Zetland. See Shetland.
Zettin'ye. See Cetinje.
Zeyla. See Somali-land.
Zeyst, or Zeist (Zist), a large Dutch village, 6 miles E. of Utrecht, with manufactures of soap, candles, porcelain-stoves, etc. Here was established in 1746 a still thriving society of Moravian Brethren. Pop. 8800.
Zhob, a river of S. Afghanistan (or N. Beluchi-stan) which joins the Gomul NW. of the Suliman Mountains, and with it flows into the Indus near Dera Ismael Khan. There are valuable passes into Afghanistan both by the Gomul and the Zhob valleys - the latter of which was annexed by Britain in 1889.
Zidon. See Sidon.
Zierikzee (Zee-rik-zay'), chief town of the Dutch island of Schouwen (q. v.); pop. 7043.
Zillerthal (Tzil'lertahl), a Tyrolese valley watered by the Ziller, a tributary of the Inn, whose inhabitants are noted for their handsome figures and their admirable singing.

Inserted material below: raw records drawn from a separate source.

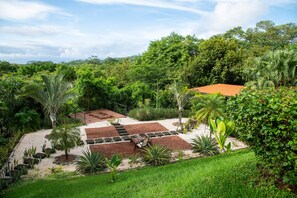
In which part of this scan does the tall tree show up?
[181,36,246,87]
[245,50,297,89]
[169,81,192,130]
[196,94,226,137]
[24,75,76,128]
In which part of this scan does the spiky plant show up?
[48,125,80,160]
[76,149,106,174]
[143,144,171,166]
[105,154,122,182]
[191,135,220,156]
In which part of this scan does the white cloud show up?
[76,0,207,15]
[201,0,269,36]
[0,25,87,36]
[0,0,59,20]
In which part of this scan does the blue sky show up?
[0,0,297,63]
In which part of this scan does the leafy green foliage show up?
[191,135,220,156]
[24,75,76,128]
[1,150,296,198]
[196,94,226,124]
[246,50,297,89]
[209,119,235,151]
[182,36,247,87]
[76,150,106,174]
[142,144,171,166]
[15,107,41,132]
[48,125,80,159]
[169,81,193,130]
[228,88,297,186]
[106,154,122,182]
[128,107,189,121]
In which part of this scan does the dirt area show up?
[90,142,140,157]
[152,136,192,150]
[90,136,191,157]
[69,109,126,124]
[124,122,168,135]
[86,126,119,139]
[54,154,77,165]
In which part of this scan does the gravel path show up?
[11,117,246,177]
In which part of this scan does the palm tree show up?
[24,75,76,128]
[48,125,80,160]
[246,50,297,89]
[169,81,192,130]
[196,93,226,137]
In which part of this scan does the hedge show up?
[227,88,297,190]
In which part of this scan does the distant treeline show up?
[0,21,297,135]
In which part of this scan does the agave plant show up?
[143,144,171,166]
[209,119,235,151]
[76,149,106,174]
[191,135,220,156]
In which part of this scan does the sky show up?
[0,0,297,63]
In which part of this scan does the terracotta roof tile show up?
[193,84,244,96]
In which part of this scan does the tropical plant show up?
[227,87,297,186]
[76,149,105,174]
[142,144,171,166]
[245,50,297,89]
[191,135,220,156]
[169,81,192,131]
[195,93,226,137]
[210,119,235,151]
[24,75,76,128]
[48,125,80,160]
[105,154,122,182]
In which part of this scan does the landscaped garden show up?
[2,150,295,197]
[0,22,297,197]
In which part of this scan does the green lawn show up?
[0,150,294,198]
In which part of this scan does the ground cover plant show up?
[1,150,295,198]
[192,135,220,156]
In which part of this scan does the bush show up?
[143,144,171,166]
[227,88,297,187]
[191,135,220,156]
[76,150,106,174]
[128,107,189,121]
[0,132,23,167]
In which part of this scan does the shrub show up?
[143,144,171,166]
[209,119,235,151]
[227,88,297,186]
[128,107,189,121]
[191,135,220,156]
[0,132,23,167]
[106,154,122,182]
[76,149,106,174]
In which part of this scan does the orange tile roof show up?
[193,84,244,96]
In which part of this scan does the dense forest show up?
[0,21,297,158]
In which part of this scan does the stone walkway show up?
[11,117,246,177]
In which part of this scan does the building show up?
[193,84,245,97]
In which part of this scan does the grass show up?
[1,150,294,198]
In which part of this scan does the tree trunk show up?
[50,113,57,129]
[65,149,68,161]
[178,110,184,131]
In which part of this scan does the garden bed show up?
[69,109,126,124]
[152,136,192,150]
[124,122,168,135]
[90,142,140,157]
[86,126,119,139]
[90,136,191,157]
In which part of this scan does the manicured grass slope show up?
[2,150,292,198]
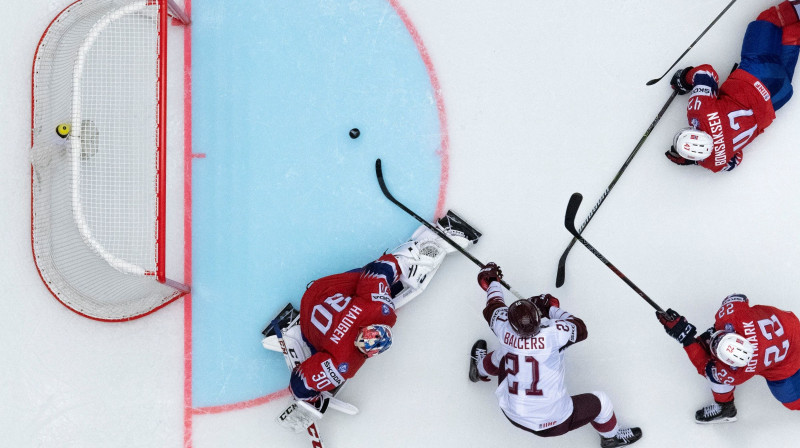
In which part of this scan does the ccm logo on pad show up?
[753,81,770,101]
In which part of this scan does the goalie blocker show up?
[262,212,481,430]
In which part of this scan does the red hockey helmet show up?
[508,299,542,338]
[355,324,392,358]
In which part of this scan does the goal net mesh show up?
[31,0,182,320]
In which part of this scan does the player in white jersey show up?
[469,263,642,448]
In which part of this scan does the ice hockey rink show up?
[0,0,800,448]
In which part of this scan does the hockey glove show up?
[669,67,694,95]
[656,308,697,347]
[531,294,560,318]
[695,327,716,355]
[478,263,503,291]
[664,147,697,165]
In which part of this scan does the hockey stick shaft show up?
[647,0,736,86]
[556,90,678,288]
[564,193,664,313]
[375,159,525,299]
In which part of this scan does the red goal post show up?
[30,0,189,321]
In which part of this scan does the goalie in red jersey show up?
[262,212,481,413]
[666,0,800,172]
[656,294,800,423]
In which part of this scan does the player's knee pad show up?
[592,391,614,423]
[706,378,734,395]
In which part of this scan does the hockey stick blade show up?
[564,193,664,313]
[375,159,525,299]
[564,193,583,239]
[556,90,678,288]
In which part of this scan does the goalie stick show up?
[564,193,664,313]
[556,90,678,288]
[375,159,525,300]
[647,0,736,86]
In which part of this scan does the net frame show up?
[31,0,190,321]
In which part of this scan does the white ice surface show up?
[0,0,800,448]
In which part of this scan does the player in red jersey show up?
[666,0,800,172]
[656,294,800,423]
[262,212,480,405]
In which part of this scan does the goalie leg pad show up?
[261,315,311,371]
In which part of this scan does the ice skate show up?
[469,339,489,383]
[694,401,736,424]
[600,428,642,448]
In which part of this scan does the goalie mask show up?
[708,330,755,367]
[508,299,542,338]
[672,127,714,162]
[355,324,392,358]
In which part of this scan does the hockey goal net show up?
[31,0,188,321]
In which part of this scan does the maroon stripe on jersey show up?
[483,351,500,376]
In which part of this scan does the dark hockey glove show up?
[695,327,716,355]
[478,263,503,291]
[664,147,697,165]
[656,308,697,347]
[669,67,694,95]
[531,294,560,317]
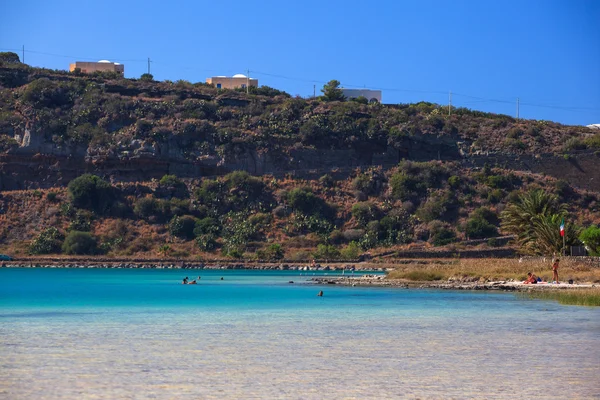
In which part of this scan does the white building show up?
[341,88,381,103]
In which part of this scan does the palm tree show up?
[500,189,566,252]
[531,214,579,254]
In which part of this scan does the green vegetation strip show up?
[524,288,600,307]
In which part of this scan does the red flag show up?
[560,218,565,236]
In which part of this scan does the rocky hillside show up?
[0,56,600,190]
[0,53,600,260]
[0,161,600,261]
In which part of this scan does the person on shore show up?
[523,272,537,285]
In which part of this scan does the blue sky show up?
[0,0,600,125]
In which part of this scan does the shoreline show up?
[0,261,382,272]
[310,275,599,292]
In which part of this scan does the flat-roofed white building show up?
[341,88,381,103]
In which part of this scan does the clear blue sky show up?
[0,0,600,125]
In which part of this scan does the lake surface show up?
[0,268,600,399]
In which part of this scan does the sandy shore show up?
[0,260,382,273]
[311,275,597,291]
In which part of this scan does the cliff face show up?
[0,66,600,190]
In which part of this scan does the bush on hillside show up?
[313,244,340,260]
[352,201,381,226]
[169,215,196,240]
[429,221,456,246]
[62,231,98,255]
[69,174,115,214]
[579,225,600,256]
[340,242,362,260]
[256,243,284,261]
[158,175,190,199]
[29,227,63,254]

Zimbab'ye, or Zimbabwi, a notable ruin in Mashonaland, 15 miles SE. of Salisbury by road, and 3300 feet above sea-level, consists of a large elliptical building of unmortared masonry (280 feet long, with walls 35 feet high and 16 feet thick), believed by Bent and Hall to be the work of pre-Mohammedan Arabians, but by M'lver held to be native masonry not older than the 16th century. See works by Bent (1892), Hall (1902), and M'lver (1906).
Zimme. See Shan States.
Zirknitz, Lake (Tzeer'knitz; Slovenic Cirknica), in Carniola, is 20 miles SW. of Laibach and 1860 feet above sea-level. Its area and depth depend much on the rainfall, being sometimes 5 miles and 18 feet; but in some years it is dried up.
Zittau (Tzit'tow), a town of Saxony, on the Mandau, near its junction with the Neisse, 21 miles SSE. of Libau and 21 SSW. of Gorlitz. It stands in a district rich in lignite, and is also the centre of the linen and damask industry of Saxony, with manufactures of woollens, besides bleachfields, dye-works, and iron-foundries. Pop. (1875) 20,417; (1900) 30,930.